Nelson’s Dockyard still has some of the buildings from the British occupation. (Photo: Lisa Bonner)
8. English Harbor is a beach area with a cultural underpinning. Nelson’s Dockyard, a national park of partially restored buildings from the British fortification of the island, is the cornerstone. It’s an easy stroll past the tented vendors to the dockyard’s ship museum and a variety of small stores selling the usual local crafts and spices.
But the real appeal is the charming Admiral’s Inn, a small boutique hotel that occupies one of the dockyard’s original buildings constructed in 1785. Refurbished in what I’d best describe as colonial chic, the hotel’s charming beachside courtyard overlooks the yachts moored in the harbor, and screams perfect wedding venue. And if you just happen to get inspired to get married here, you can do it on the fly with Antigua’s no-residency requirements. English Harbor also hosts Sailing Week, one of the world’s most famous regatta races. Every April, locals and tourists come from all over to party by the sea or watch from spectator boats as some of the world’s best racing boats compete in nautical obstacle and race courses.
9. Speaking of partying, it seems like Antiguans will use any reason to do so. Each Sunday for the past 31 years — “like church” — Shirley Heights Lookout hosts its Sunday Sunset Party.
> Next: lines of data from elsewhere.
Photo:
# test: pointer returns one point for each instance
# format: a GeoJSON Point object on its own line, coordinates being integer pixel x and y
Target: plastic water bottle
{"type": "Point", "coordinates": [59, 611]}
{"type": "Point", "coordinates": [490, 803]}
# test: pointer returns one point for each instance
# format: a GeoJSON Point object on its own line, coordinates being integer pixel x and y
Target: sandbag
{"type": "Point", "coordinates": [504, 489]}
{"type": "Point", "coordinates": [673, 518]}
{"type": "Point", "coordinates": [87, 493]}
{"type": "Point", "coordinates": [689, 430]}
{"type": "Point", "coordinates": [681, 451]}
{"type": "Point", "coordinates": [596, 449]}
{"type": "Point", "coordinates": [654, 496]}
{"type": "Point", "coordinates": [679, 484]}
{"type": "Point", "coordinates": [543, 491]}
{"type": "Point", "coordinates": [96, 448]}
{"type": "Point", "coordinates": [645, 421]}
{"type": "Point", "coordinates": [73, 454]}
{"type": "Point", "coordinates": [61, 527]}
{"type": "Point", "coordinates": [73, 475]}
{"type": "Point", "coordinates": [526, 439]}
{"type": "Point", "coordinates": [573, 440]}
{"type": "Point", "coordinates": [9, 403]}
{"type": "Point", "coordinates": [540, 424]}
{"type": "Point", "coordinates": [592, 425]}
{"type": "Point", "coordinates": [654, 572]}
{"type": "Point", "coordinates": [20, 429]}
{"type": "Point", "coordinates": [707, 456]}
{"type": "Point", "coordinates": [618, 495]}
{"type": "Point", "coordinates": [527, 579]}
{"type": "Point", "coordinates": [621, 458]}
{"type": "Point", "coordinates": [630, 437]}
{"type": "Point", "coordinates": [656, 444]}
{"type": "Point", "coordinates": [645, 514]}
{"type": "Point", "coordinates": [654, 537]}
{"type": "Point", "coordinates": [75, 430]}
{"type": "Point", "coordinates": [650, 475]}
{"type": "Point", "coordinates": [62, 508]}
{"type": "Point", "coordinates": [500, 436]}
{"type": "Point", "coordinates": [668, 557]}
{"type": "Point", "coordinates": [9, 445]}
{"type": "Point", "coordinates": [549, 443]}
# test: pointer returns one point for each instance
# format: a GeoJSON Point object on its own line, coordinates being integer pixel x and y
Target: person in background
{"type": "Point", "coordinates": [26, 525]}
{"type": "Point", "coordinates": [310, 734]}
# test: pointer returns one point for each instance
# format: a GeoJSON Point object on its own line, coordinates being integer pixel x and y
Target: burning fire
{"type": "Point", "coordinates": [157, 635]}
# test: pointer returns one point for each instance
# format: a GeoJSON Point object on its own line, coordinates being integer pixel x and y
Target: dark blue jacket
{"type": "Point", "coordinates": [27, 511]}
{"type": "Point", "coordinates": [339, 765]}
Starting at 4 p.m., locals and tourists converge on the restaurant to eat barbecue and party with the steel band while watching the sunset over the nearby islands from arguably one of the best lookouts on the island.
10. If you want to dance for your entire vacation, visit during Antigua’s Carnival, now in its 60th year. Typically held at the end of July, this 12-day festival of street parties, beach fetes, and parades celebrates the emancipation of slaves at the end of the British Empire Atlantic Slave Trade.